Our comparative phosphoproteomic analysis reveals that 115 p-sites, conserved and phosphorylated in both S. cerevisiae and C. albicans, could regulate 72 metabolic proteins that in turn are involved in 271 reactions of the yeast 7.6 metabolic model (see File S2; spreadsheet “reactions-proteins”). The fraction of conserved phosphorylations between the two species that are involved in metabolism is higher than expected by chance (17%–115/692 vs. a background of 12%–1668/14339; hypergeometric test p-value < 2e−5), thus, revealing that p-sites of enzymes tend to be more conserved than the background p-sites. Phosphoproteomic data are not so abundant in other ascomycetes and the observed small overlap may also be attributed to missing data and experimental biases (Boekhorst , 2011). We have recently estimated the total yeast phosphoproteome at ∼40,000 p-sites (Vlastaridis ). To control for this factor, the level of conservation of metabolic protein p-sites in other ascomycetes was also assessed, but only at the amino acid level. Genomic and evolutionary data, together with pairwise comparisons between two extant species or with ancestral sequence reconstruction, were used to infer the homologous amino acid of a yeast p-site in various common ancestors. If the yeast p-site was conserved as serine, threonine, or tyrosine in the inferred ascomycete ancestor, then the assumption was that the phosphorylation event was also present in that ancestor. Next, a comparison of the conservation at the amino acid level was performed for all the p-sites found in S. cerevisiae central metabolism vs. p-sites in the rest of the proteome (Figure 3). It is clear that the yeast p-sites that are found in metabolic proteins are more conserved than the p-sites in other proteins, and this difference is always statistically significant (Wilcoxon test p-value < 0.05), independent of the method/datasets used. In addition, as the evolutionary distance increases, so does the relative level of conservation of metabolic protein p-sites. Based on the ancestral sequence reconstruction analysis, it is estimated that 1257 budding yeast p-sites identified in 345 ORFs, which in turn are involved in 1003 reactions, could be conserved in the common ancestor between S. cerevisiae and C. albicans/Debaryomyces hansenii.

Figure 3

Conservation of p-sites in various ascomycete ancestors. Conservation was inferred by two different methods: pairwise comparison of yeast with other extant species (red boxes in the phylogenetic tree) and ancestral sequence reconstruction. Dark blue bars show % conservation of all metabolic p-sites. Light blue bars show % conservation of all nonmetabolic p-sites. Red bars show % conservation of High Confidence (HC) metabolic p-sites. Orange bars show conservation of HC nonmetabolic p-sites.

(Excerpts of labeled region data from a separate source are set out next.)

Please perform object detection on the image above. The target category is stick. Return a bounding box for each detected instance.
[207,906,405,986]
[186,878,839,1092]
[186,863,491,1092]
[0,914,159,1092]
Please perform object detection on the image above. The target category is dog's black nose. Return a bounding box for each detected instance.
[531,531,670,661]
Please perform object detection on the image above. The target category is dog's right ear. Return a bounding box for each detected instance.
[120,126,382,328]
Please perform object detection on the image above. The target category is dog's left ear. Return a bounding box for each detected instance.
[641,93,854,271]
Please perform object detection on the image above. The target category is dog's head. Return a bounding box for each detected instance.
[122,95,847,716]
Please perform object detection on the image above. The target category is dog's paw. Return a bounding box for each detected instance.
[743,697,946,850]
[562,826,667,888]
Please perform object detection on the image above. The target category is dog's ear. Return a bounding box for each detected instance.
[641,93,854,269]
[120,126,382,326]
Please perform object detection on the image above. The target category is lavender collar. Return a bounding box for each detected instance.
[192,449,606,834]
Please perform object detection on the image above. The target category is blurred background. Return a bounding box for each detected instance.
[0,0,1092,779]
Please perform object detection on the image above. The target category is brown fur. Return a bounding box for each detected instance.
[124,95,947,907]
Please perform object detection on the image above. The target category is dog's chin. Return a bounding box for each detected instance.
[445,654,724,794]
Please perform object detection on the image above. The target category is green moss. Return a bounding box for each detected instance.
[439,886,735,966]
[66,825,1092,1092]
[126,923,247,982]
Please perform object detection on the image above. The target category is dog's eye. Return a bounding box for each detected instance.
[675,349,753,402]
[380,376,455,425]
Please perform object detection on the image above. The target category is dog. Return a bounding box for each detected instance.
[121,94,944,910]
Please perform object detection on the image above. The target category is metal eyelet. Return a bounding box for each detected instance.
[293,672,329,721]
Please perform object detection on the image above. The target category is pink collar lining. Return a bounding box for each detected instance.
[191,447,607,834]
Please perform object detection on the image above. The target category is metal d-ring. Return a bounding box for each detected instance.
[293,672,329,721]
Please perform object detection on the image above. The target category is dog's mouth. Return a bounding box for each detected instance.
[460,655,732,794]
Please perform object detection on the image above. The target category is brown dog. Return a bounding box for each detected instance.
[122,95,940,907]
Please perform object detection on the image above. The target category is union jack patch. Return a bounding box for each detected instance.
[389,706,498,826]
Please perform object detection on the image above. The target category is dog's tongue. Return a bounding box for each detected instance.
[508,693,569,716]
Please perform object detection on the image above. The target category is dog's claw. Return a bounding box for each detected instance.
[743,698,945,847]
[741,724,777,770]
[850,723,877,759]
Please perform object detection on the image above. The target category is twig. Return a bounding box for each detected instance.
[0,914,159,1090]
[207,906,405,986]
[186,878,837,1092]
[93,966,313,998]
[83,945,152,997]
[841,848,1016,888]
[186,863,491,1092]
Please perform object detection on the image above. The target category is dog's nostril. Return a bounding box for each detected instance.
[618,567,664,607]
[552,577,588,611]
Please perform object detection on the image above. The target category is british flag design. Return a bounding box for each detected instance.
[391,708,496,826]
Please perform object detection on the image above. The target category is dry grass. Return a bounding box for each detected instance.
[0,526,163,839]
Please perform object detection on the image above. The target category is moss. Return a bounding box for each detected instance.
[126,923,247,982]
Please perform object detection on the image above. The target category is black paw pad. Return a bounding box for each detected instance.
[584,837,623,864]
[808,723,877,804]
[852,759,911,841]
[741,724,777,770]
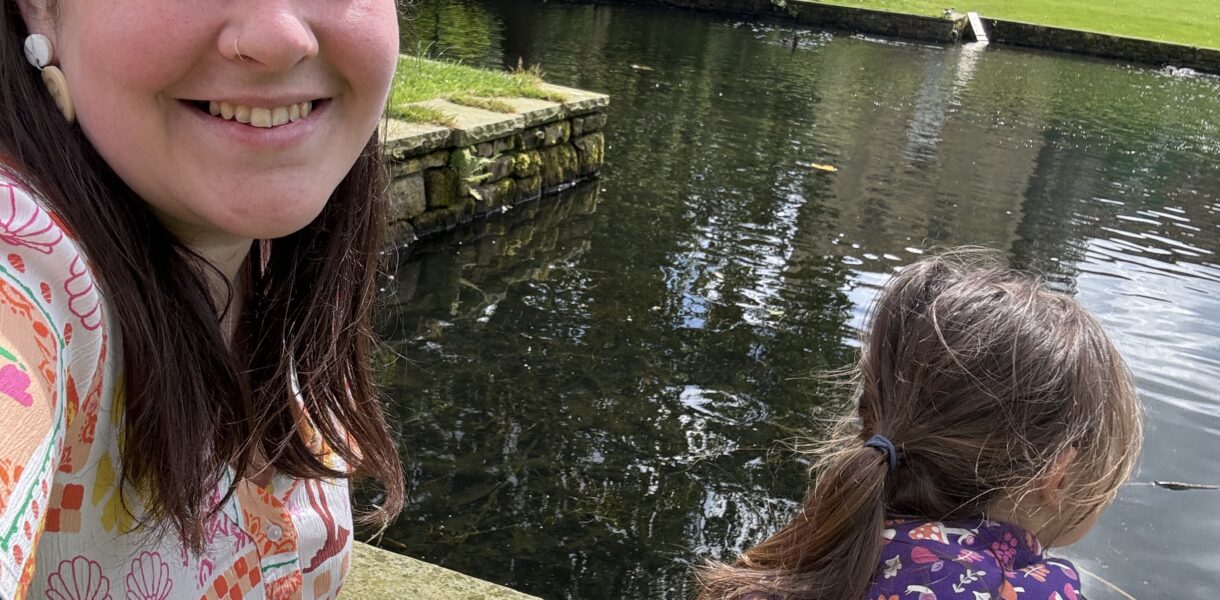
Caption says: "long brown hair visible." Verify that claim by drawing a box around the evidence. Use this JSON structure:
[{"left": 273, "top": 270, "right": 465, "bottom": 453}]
[
  {"left": 699, "top": 252, "right": 1141, "bottom": 600},
  {"left": 0, "top": 0, "right": 404, "bottom": 550}
]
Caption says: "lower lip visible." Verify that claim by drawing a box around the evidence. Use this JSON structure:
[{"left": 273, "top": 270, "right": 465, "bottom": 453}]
[{"left": 179, "top": 100, "right": 331, "bottom": 150}]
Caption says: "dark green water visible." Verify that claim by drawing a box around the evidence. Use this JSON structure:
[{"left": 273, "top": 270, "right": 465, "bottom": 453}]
[{"left": 379, "top": 0, "right": 1220, "bottom": 600}]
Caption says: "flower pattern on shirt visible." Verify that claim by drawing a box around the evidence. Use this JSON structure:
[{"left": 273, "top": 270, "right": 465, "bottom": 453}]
[{"left": 0, "top": 168, "right": 351, "bottom": 600}]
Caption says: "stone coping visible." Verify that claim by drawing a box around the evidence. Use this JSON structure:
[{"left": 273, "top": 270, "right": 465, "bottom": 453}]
[
  {"left": 340, "top": 541, "right": 538, "bottom": 600},
  {"left": 383, "top": 83, "right": 610, "bottom": 157}
]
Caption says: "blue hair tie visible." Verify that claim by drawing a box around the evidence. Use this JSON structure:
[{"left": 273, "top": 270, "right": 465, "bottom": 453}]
[{"left": 864, "top": 435, "right": 898, "bottom": 471}]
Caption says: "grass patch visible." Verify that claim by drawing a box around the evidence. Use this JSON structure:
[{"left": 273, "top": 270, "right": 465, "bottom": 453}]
[
  {"left": 824, "top": 0, "right": 1220, "bottom": 49},
  {"left": 389, "top": 56, "right": 567, "bottom": 126}
]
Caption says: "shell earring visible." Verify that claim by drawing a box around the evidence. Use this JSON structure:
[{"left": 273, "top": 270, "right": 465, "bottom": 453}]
[{"left": 26, "top": 33, "right": 76, "bottom": 124}]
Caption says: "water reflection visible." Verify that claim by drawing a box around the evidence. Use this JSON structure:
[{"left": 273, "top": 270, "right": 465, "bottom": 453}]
[{"left": 379, "top": 1, "right": 1220, "bottom": 599}]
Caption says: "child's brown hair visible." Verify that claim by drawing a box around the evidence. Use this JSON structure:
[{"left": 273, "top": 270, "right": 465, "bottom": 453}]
[{"left": 699, "top": 251, "right": 1141, "bottom": 600}]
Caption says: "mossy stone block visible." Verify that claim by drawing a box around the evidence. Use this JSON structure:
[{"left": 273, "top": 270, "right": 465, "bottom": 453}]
[
  {"left": 512, "top": 127, "right": 547, "bottom": 150},
  {"left": 572, "top": 112, "right": 609, "bottom": 138},
  {"left": 572, "top": 132, "right": 606, "bottom": 177},
  {"left": 512, "top": 150, "right": 542, "bottom": 178},
  {"left": 543, "top": 121, "right": 572, "bottom": 146},
  {"left": 512, "top": 174, "right": 542, "bottom": 204},
  {"left": 388, "top": 174, "right": 427, "bottom": 221},
  {"left": 487, "top": 154, "right": 517, "bottom": 183},
  {"left": 471, "top": 178, "right": 517, "bottom": 215},
  {"left": 423, "top": 167, "right": 460, "bottom": 209},
  {"left": 542, "top": 144, "right": 580, "bottom": 189}
]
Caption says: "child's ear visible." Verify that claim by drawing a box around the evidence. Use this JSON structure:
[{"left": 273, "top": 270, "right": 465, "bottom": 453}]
[{"left": 1038, "top": 448, "right": 1076, "bottom": 506}]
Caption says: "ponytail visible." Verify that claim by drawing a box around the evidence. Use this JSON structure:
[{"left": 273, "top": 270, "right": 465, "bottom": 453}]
[
  {"left": 699, "top": 434, "right": 893, "bottom": 600},
  {"left": 699, "top": 251, "right": 1141, "bottom": 600}
]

Identification of p-sites in proteins that have a biotechnologically interesting phenotype related to metabolism and molecule production

The Saccharomyces Genome Database has mined and stored phenotypes caused by various gene perturbations, such gene over/underexpression or even gene deletion. We manually inspected the phenotypes and focused on the ones that, in our opinion, are biotechnologically interesting. These phenotype terms mapped to 850 proteins, of which 408 were phosphoproteins, harboring 2363 p-sites. These phosphoproteins were not all annotated as participating in metabolism. By applying a stringent criterion of HC p-sites situated within conserved domains, we identified 180 of them in 73 phosphoproteins. These findings are summarized in Table 2. Obviously, there exist a significant number of very good candidate p-sites that may regulate biotechnologically important phenotypes, especially those related to increased chemical compound excretion and increased respiratory growth. These candidates should be the initial targets of future studies, e.g., to examine the phenotypic impact of deleting specific p-sites. Due to the inherent technical and biological noise of phosphorylation data, prioritization of p-sites for detailed study is an important task (Beltrao ; Xiao ). Readers can perform their own customized prioritization on these data using File S1.

Table 2

Number of p-sites that regulate proteins with a biotechnologically interesting phenotype

Phenotype Terms	p-Sites/Proteins (ALL)	p-Sites Within Domains/Proteins (ALL)	p-Sites/Proteins (HC)	p-Sites Within Domains/Proteins (HC)
Chemical compound excretion: increased	1497/248	284/189	564/147	109/43
Fermentative growth: increased	7/3	1/1	2/1	0/0
Fermentative metabolism: increased	85/10	10/6	38/10	3/3
Growth rate in exponential phase: increased	73/8	14/5	38/6	9/2
Nutrient uptake/utilization: increased	124/20	40/8	37/13	13/5
Respiratory growth: increased	416/75	116/41	170/46	43/18
Respiratory metabolism: increased	331/61	70/24	121/38	31/11
Utilization of carbon source: increased	36/8	9/5	16/4	5/2
Vegetative growth: increased	8/5	4/2	0/0	0/0
Viability: increased	67/17	16/9	24/9	2/2
ALL_RELATED_phenotypes	2363/408	496/183	887/247	180/73

p-site, phosphorylation site; ALL, all p-sites; HC, high confidence p-sites.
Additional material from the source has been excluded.